Mais, de bonne foi, le procureur général a pu être convaincu que, au sein de la 18e chambre, la délibération de ses deux collègues Paul Blondeel et Mireille Salmon, était frappée d’illégalité, vu l’absence de Christine Schurmans, qui s’était fait porter pâle. D’où la visite inquiète de Marc de le Court à Guy Delvoie et, consécutivement, l’emballement de Ghislain Londers, étiqueté CD&V, plongeant son couteau dans le dos d’une magistrate  » du même bord  » pour défendre un principe d’indépendance qu’il croyait violé.

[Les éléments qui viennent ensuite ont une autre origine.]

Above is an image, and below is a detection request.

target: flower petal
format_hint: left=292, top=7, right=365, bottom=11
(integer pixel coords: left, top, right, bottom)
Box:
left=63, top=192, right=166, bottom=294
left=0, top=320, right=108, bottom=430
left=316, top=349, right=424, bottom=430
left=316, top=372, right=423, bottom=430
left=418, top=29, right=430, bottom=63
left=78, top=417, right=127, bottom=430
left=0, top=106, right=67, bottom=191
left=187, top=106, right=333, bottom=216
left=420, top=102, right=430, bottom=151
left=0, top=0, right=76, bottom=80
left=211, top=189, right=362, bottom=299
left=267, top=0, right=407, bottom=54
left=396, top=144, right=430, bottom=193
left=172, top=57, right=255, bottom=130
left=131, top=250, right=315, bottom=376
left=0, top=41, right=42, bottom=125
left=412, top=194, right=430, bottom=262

La  » guerre des juges  » qui empoisonne l’atmosphère du palais de justice de Bruxelles montre, en tout cas, que les magistrats sont des hommes et des femmes comme les autres. Pour ceux auxquels l’affaire Dutroux n’aurait pas ouvert les yeux, c’en est une nouvelle démonstration ! La dépolitisation instaurée par le Conseil supérieur de la justice n’est pas parfaite. Certains magistrats recherchent toujours l’adoubement des partis, et ceux-ci, via la moitié des membres non magistrats désignés par le Parlement, gardent toujours un £il intéressé sur les nominations. Si, de l’avis des avocats, le niveau des magistrats s’est fortement amélioré depuis que le CSJ procède à leur sélection, en revanche, il ne s’accompagne pas nécessairement d’autres qualités moins mesurables : le bon sens, la modestie, le courage sans la témérité, la conscience de ses responsabilités, une vision globale de la société. Le droit est, par nature, conservateur. Ce n’est pas trop demander de ses serviteurs qu’ils gardent leurs antennes branchées sur d’autres réalités qu’une équation juridique. C’est le prix de la pax justitia qui, tôt ou tard, sera signée.